Sunday 18 May 2014

Letting Go.

The past few days of living on my own have left me with far to much time to myself. Don't get me wrong. I love knowing that its my apartment, that I only have to clean up after myself, and that I at last have my own space, and its making me feel so grown up. However me being alone all of the time isn't a great thing. Me and my brain aren't very good to each other when left alone, haha. I must sound a bit insane right now but its the only way I really know how to put it.

David and I have remained friends as planned, and have spent some time together this weekend, he was even kind enough to come over today for a few hours so that I wouldn't be alone all day. The hours spent alone are ok if I manage to keep myself busy with dishes, or setting things up, but I can't seem to focus on things like shows/movies, and reading for very long. 

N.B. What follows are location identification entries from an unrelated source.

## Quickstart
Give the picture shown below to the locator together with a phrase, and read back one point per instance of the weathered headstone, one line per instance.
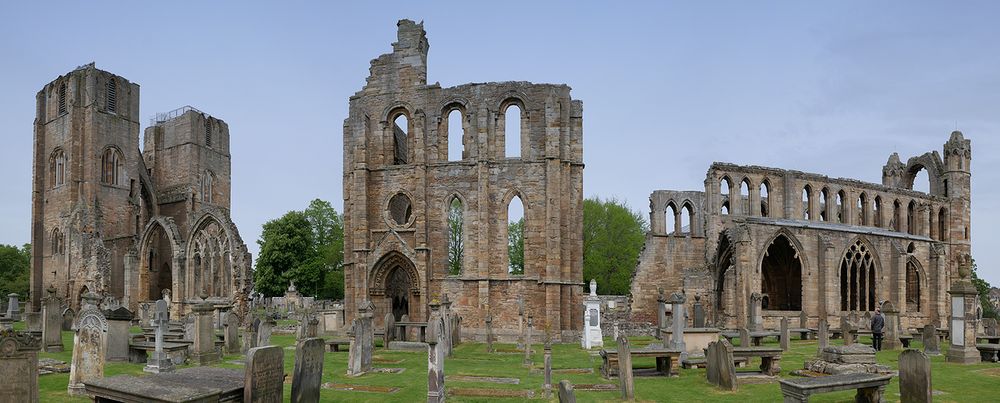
(699, 312)
(264, 375)
(932, 345)
(625, 369)
(203, 349)
(13, 309)
(720, 369)
(784, 334)
(231, 333)
(362, 335)
(19, 366)
(308, 371)
(914, 377)
(52, 321)
(89, 343)
(119, 323)
(566, 394)
(160, 362)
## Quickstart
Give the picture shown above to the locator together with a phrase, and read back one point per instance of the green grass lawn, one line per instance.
(966, 383)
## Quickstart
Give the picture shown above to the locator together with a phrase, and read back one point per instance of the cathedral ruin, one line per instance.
(131, 225)
(402, 192)
(803, 242)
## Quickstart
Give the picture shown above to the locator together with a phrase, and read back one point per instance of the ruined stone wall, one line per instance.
(546, 177)
(914, 238)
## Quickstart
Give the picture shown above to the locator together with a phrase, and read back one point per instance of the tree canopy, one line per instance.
(613, 236)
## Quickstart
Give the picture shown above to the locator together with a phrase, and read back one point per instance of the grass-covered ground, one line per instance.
(953, 383)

Then just all of a sudden I decided I need to just snap out of it. I need to just focus on myself as an individual and stop worrying about everything else. Yes I'm single, yes it's lonely, but how on earth did I manage all of those years alone without David, if I feel I can't now? The truth is I can! David hasn't even left my life and I am very grateful that he's still here for me. Its different, but he's a good friend and no matter how hard things are at the moment I wouldn't change him still being around for anything.

Time to focus on me, and what I want to do with my life, and stop worrying so much about being alone. It's OK, and things will one day be better!